Volkswirtschaftlich sei der Nutzen der Strecke Erfurt-Nürnberg gering, da die Anzahl der Züge auf dieser Strecke planmäßig niedrig sei und Güterzüge, wenn überhaupt, nur nachts dort fahren könnten. Die Verlagerungsmöglichkeit von der Straße auf die Schiene sei damit kaum vorhanden und die Kosten für den Unterhalt der Fernstraßen würden nicht sinken. Für die Baukosten werde die Gesellschaft in Form von Zinszahlungen aber noch lange aufkommen müssen. „Für die Demokratie, den Zusammenhalt in Thüringen und mit den Nachbarländern ist die Trasse eine schwere Belastung. Ostthüringen, Sachsen und Bayern wurden bei der Planung vor den Kopf gestoßen. Es gibt genau eine Stadt in Thüringen, die davon profitieren wird - und das ist Erfurt. Da mag Bernhard Vogel damals nach Kleinstaatsraison verhandelt haben, aber nicht vernünftig", kritisiert die bündnisgrüne Abgeordnete den ehemaligen Ministerpräsidenten, der sich vehement für den Bau der Trasse über Erfurt, statt über Leipzig und Ostthüringen eingesetzt hatte.

Die Verkehrsexpertin fordert von Carius und Ramsauer statt dessen, sich auf das in der Koalitionsvereinbarung von CDU und FDP vereinbarte Projekt eines Deutschlandtakts zu besinnen.

„Die Zeit für Bolzstrecken ist vorbei.
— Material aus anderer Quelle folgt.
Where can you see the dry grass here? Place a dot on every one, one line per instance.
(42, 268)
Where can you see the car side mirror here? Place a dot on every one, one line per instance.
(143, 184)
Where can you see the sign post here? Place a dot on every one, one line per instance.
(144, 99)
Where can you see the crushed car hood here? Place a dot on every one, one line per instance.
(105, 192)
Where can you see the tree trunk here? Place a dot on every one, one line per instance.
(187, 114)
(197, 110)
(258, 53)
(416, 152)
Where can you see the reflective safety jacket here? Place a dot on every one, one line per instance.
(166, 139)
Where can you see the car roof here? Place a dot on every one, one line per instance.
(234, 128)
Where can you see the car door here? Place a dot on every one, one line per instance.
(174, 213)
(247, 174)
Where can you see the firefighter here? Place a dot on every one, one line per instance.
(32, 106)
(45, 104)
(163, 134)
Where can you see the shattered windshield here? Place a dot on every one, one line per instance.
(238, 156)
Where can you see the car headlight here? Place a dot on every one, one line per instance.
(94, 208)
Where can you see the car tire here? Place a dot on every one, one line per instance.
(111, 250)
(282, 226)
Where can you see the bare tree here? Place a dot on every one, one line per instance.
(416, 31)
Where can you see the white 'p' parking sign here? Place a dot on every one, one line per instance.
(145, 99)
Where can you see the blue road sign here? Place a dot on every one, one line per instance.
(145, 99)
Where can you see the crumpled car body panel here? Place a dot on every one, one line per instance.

Wir brauchen kein ‚größer, schneller, weiter‘ mehr, sondern Investitionen in eine Flächenbahn und einen attraktiven Fahrplan mit guter Vertaktung von Bus und Bahn“, fordert Schubert. „Mögen auch heute die an der Durchstichfeier Teilnehmenden in Ehrfurcht vor einem weiteren Beispiel hochwertiger Ingenieursbaukunst verharren – dem Deutschlandtakt sind wir damit kein bisschen näher gekommen. Wir werden uns weiter für einen Thüringentakt einsetzen“, so Schubert abschließend.